私は、抱っこしてくれていたお兄さんに「降ります」と告げて、その腕の中から飛び降りた。


「嬢ちゃんは、幾つだ?」


「9才です」


私を見下ろしている、抱き上げてくれたお兄さんは苦笑をしながら私の頭を撫でてくれた。


「ちょっと早ぇな?もう少し大きくなったら親御さんとおいで」


「……はい」


一瞬、どう答えようかと返答に詰まったけど、これは12才まで耐え忍ぶしかないのか?


「嬢ちゃん、俺が親…と言った時に体が強張ったな?もしかして親はいないのか?」


私の周りのハンターのお兄さん達がざわついた。「親、いないのか?」「着ているドレス…ちょっとボロいけど良い仕立てじゃねぇか?」…等々聞こえてくるけど、どうやってかわそうか…と思案している間に、抱っこしてくれたお兄さんがしゃがんで私と目線を同じ高さにしてくれた。


「魔獣を狩って、報酬を得たいのか?」


私は頷いた。お兄さんは焦げ茶色の瞳を柔らかく細めた。


「よし…分かった。お前の狩った魔獣は俺が代わりに買取に出してやるよ。報酬はお前に満額を渡す、どうだ?」


「ちょっちょっと待って下さいっキーザさん!それは…」


「違法じゃねぇだろう?俺が報酬を独り占めしていたら違法だろうけど、満額を渡すなら…代行しているだけだ」


受付のお兄さんは暫く迷っていたけれど、支部長に聞いてきます…と言って、部屋の奥に駆け込んで行った。


どうしよう…大事になっちゃったのかな…


「あ、あのお兄さん、私は今すぐじゃなくてもいいのよ。暫くは川で魚釣ったり、野草を食べたりして問題無く過ごせると思うから…」


「ええぇ!?」


私のアウトドアな生活はハンターのお兄様達にまたも衝撃を与えてしまったようだ。


「嬢ちゃん…今は魚獲ったり、野草食べてるのか!?」


キーザさん…というお兄さんが私の顔を覗き込んできたが、私は頷いた。


「はい、元々釣りは得意でしたし、釣った川魚を市場に売りに行ったりして僅かながらもお金を入手出来ていたのです。ただ野宿が流石にきつくなってきたので…」


「のっ野宿!?」


今度はキーザさん以外のお兄さん達も悲鳴?をあげていた。自然と私とキーザさんの周りにハンターのお兄さん達が集まって来た。
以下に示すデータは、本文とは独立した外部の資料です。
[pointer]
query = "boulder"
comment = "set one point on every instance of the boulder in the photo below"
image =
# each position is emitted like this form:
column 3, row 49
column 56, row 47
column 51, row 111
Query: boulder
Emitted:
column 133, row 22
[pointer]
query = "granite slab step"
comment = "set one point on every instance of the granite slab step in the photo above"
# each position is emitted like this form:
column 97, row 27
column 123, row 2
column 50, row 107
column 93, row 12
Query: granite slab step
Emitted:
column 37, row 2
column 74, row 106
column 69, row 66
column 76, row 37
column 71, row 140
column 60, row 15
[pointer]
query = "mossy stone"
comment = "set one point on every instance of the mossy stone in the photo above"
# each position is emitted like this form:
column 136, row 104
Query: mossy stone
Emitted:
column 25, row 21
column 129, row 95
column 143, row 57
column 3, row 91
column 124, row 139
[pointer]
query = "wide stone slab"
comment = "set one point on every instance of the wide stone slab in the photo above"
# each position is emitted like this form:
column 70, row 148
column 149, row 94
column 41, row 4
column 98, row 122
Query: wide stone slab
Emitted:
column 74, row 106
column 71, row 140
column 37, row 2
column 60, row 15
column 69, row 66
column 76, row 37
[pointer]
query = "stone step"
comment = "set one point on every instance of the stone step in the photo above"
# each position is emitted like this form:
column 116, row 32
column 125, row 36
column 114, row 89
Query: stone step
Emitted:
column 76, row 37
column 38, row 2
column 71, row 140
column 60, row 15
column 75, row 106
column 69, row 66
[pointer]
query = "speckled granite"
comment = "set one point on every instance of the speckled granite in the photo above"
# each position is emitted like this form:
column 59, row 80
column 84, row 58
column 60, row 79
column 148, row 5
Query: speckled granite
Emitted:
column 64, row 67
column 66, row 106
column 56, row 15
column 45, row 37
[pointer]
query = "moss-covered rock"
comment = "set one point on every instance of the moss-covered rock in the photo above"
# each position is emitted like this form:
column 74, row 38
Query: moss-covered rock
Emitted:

「嬢ちゃん、マジで親はどうしたんだ?まさか強盗とかに殺されたのか!?」


「え~と…」


「おいっもしかして…どっかから攫われてきたのか!?」


「あぁ…いえ…う~んと」


矢継ぎ早にお兄さん達から親に対する質問をされて、答えを用意していなかった私は狼狽えた。


そしてその時閃いた!嘘の中に真実を紛れ込ませるっ!これしかない!


「未亡人になった母がそこそこ良いお家に私を連れて後妻に入ったのですが、不貞を働いて屋敷を追い出されたのです。兎に角、ろくでもない実母だったので…捕まればとんでもない所で働かされる危険がありましたので私ひとりで生活しようと母から逃げてきたのです」


狩猟協会の事務所?の中は静まり返っている。これは…言い方を間違えたか?


するとキーザさんが大きな溜め息をついてから、私の頭をぐりぐりと撫でてくれた。


「うん…確かに嬢ちゃんは偉い。こんなちびっコなのにとんでもなく冷静で先を見ている。だけどな?この世界には孤児院というものがあってだな?そこに行って保護されれば、少なくとも成人するまで…後3年か?取り敢えずの衣食住の面倒は見てもらえる」


孤児院…うん、分かっている。でもキーザさん、私まだ9才と8ヶ月の見た目だけど中身はアラサー×二回の人生分を生きてるんだ。だから当然、孤児院の情報は得ている。だけど真っ先にそこは衣食住を求める安寧の住処候補から外したんだ。


何故なら…


「このラバツコンテ公爵領の孤児院はよその領の孤児院より、待遇が良いって聞くぜ」


そうこれだ!


孤児院は個人経営の院もあるのだが、そういう所は待遇が酷く下手をすれば人身売買の組織に売られたり、如何わしいお店の接待の仕事をさせられたり…ということもあるらしい。


その点、公爵家の出資する孤児院なら安心安全だからだ。分かってる!分かってるんだけどぉ!私の場合はその公爵家の孤児院に行ったら元義父に見つかり確実に追い出されてしまうのだ。


一番安全なのは……野宿。とんでもないけどこれが一番だ。


「いえ、孤児院の生活はどうも水が合わないようで……出来れば自活の道を選びたいのです」


またもハンターのお兄さん達は静まり返ってしまった。またおかしな発言をしてしまったようだ。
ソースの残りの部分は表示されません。